Intelligent opinion is that exposure to pornography doesn’t cause harm, at least in the form of rape or undermining morality. This is pretty much in line with the results of the studies mentioned above. On the other hand intelligent opinion is also very slightly against the view that porn has benefits in the form of useful information or being an alternative outlet. In light of the above it should be no surprise that intelligent opinion is in favor of porn being legal. The Smart Vote though is for porn being illegal for those younger than 18 rather than for it to be legal for everyone. Actually watching pornography appears to have no relationship to intelligence.

It is possible however that there is no direct relationship and that these results could however be due to something else - like class, gender or age interests etc. To test this I ran multiple regressions on all these questions controlling for education, income, age and ideology separately for each gender – for whites only, to control for race too. Men are more positive about porn on every question than women.

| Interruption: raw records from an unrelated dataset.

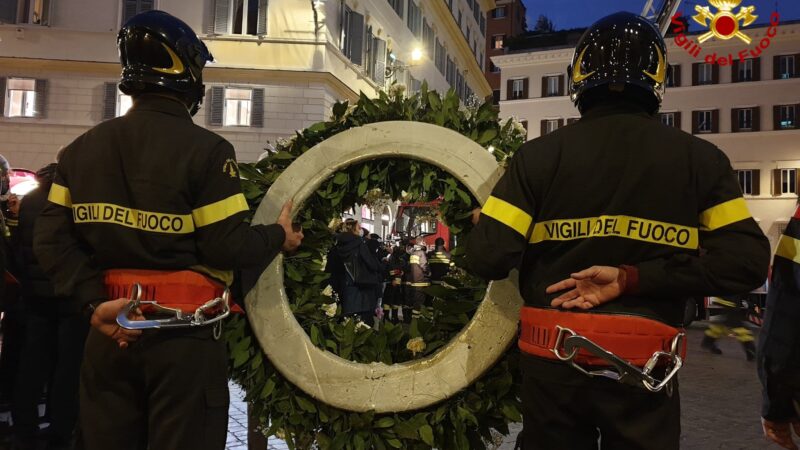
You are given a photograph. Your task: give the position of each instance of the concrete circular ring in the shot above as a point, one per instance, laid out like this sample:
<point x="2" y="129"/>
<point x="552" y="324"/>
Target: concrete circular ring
<point x="363" y="387"/>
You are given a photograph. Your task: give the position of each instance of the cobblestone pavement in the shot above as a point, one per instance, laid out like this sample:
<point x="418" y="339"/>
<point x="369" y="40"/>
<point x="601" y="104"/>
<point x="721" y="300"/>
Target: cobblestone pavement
<point x="720" y="401"/>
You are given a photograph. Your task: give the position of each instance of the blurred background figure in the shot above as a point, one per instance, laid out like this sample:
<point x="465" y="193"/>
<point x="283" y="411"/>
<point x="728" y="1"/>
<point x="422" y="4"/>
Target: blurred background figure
<point x="354" y="273"/>
<point x="52" y="349"/>
<point x="439" y="261"/>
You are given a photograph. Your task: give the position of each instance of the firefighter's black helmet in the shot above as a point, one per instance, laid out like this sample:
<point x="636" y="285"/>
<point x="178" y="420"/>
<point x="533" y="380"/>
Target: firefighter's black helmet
<point x="622" y="52"/>
<point x="161" y="53"/>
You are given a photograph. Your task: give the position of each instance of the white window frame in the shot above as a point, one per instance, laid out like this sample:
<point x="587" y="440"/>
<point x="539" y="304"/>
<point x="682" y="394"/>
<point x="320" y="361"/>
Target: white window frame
<point x="705" y="74"/>
<point x="788" y="181"/>
<point x="704" y="122"/>
<point x="785" y="113"/>
<point x="495" y="41"/>
<point x="745" y="178"/>
<point x="244" y="108"/>
<point x="786" y="67"/>
<point x="124" y="103"/>
<point x="552" y="85"/>
<point x="744" y="117"/>
<point x="20" y="102"/>
<point x="517" y="88"/>
<point x="746" y="70"/>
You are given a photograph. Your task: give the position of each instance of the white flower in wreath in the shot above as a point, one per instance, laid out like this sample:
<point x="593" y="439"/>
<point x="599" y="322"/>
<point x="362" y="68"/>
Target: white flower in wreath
<point x="330" y="309"/>
<point x="416" y="345"/>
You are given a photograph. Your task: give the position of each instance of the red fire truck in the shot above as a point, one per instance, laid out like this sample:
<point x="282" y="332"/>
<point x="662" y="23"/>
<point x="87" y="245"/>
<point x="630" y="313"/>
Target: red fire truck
<point x="420" y="220"/>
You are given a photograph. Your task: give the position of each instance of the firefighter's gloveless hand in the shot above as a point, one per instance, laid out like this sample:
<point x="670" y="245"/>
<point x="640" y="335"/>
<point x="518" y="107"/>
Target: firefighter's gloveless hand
<point x="781" y="432"/>
<point x="104" y="319"/>
<point x="293" y="236"/>
<point x="589" y="288"/>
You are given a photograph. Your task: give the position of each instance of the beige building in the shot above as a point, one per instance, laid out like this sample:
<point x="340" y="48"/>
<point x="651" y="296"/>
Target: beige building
<point x="280" y="64"/>
<point x="748" y="109"/>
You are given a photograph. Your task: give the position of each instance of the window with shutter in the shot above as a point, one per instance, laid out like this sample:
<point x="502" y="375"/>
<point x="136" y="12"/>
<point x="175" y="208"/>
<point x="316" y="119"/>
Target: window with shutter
<point x="109" y="101"/>
<point x="238" y="106"/>
<point x="215" y="113"/>
<point x="356" y="41"/>
<point x="20" y="97"/>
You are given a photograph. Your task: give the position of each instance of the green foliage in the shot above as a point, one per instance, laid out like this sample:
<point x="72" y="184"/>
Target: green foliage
<point x="464" y="421"/>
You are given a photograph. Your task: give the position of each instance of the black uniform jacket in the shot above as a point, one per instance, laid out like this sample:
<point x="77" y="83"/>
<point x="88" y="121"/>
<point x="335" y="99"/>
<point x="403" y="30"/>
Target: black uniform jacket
<point x="149" y="190"/>
<point x="779" y="340"/>
<point x="615" y="188"/>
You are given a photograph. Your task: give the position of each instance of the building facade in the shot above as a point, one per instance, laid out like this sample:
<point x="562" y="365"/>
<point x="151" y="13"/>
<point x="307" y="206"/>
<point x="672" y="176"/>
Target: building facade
<point x="505" y="21"/>
<point x="279" y="64"/>
<point x="748" y="108"/>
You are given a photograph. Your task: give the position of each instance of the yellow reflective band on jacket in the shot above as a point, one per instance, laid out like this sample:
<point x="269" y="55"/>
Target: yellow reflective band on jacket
<point x="724" y="214"/>
<point x="132" y="218"/>
<point x="60" y="195"/>
<point x="508" y="214"/>
<point x="221" y="210"/>
<point x="616" y="226"/>
<point x="788" y="248"/>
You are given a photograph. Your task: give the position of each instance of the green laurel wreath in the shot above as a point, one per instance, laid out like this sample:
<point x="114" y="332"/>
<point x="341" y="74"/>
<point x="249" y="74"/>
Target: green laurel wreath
<point x="472" y="419"/>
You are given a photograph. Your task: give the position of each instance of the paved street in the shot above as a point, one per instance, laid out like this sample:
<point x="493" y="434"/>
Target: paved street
<point x="720" y="399"/>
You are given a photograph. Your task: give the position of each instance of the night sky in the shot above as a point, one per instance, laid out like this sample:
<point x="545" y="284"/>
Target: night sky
<point x="567" y="14"/>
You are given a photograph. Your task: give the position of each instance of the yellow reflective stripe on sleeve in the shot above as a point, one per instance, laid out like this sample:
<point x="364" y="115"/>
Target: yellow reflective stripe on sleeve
<point x="627" y="227"/>
<point x="60" y="195"/>
<point x="788" y="248"/>
<point x="132" y="218"/>
<point x="221" y="210"/>
<point x="724" y="214"/>
<point x="508" y="214"/>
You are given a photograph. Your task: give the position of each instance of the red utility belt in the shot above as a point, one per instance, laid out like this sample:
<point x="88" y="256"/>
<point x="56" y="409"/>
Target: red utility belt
<point x="183" y="289"/>
<point x="631" y="338"/>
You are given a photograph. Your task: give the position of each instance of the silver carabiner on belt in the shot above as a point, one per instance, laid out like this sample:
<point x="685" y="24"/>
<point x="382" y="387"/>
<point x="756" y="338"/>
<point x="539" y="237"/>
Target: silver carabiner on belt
<point x="177" y="318"/>
<point x="621" y="370"/>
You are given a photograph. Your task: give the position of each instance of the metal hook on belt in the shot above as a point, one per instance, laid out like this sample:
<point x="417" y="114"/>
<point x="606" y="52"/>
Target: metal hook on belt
<point x="177" y="318"/>
<point x="622" y="371"/>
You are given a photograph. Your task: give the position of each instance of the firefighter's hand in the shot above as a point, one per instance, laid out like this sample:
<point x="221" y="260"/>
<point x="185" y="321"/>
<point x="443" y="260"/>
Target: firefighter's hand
<point x="294" y="236"/>
<point x="781" y="432"/>
<point x="476" y="214"/>
<point x="104" y="319"/>
<point x="588" y="288"/>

Among men, only ideology matters with respect to any possible benefits of pornography. Only liberals think it provides useful information or serves as an outlet. Among women, younger and less intelligent women are more likely to agree with liberals.

The Smart Vote holds up strongly on pornography not causing harm – for both men and women – and younger, more educated, higher earning and more liberal people agree that pornography doesn’t cause rape.

The patterns are the same on the issue of pornography not undermining morality and the opinion that porn should be legal. The Smart Vote holds up very strongly again. Younger and more liberal people are more likely to accept both. More educated men are more likely to accept them too but income is not significantly related. Higher earning women are more likely to agree but education levels are not significantly related.

The Smart Vote says pornography is not harmful (and probably not beneficial either) but it cannot tell us which particular choice about pornography consumption is best. Older, and more conservative, men and women are less likely to consume pornography. More educated and lower earning women are also less likely to view X-rated films. In contrast higher earning women with less education are more likely to view X-rated movies.


The smart approach to pornography is to regard its consumption as a minor, largely harmless issue, and making it illegal for adults is stupid. The actual personal consumption of pornography is neither correct nor incorrect, in spite of its proven potential to change relationships.


1. Voluntary Exposure to Pornography and Men’s Attitudes Toward Feminism and Rape, Kimberley A Davies, The Journal of Sex Research, Vol 34 No 2, 1997, 131-137.
2. Pornography and rape: theory and practice? Evidence from crime data in four countries where pornography is easily available. Katchisky B. International Journal of Law Psychiatry, 1991: 14(1-2), 47-64.
3. The pleasure is momentary …. The expense damnable?: The influence of pornography on rape and sexual assault. Ferguson CJ, Hartley RD, Aggression and Violence Behavior 2009, 14(5): 323-329.
4. Pornography: Research Advances and Policy Considerations by Jennings Bryant, Dolf Zillmann.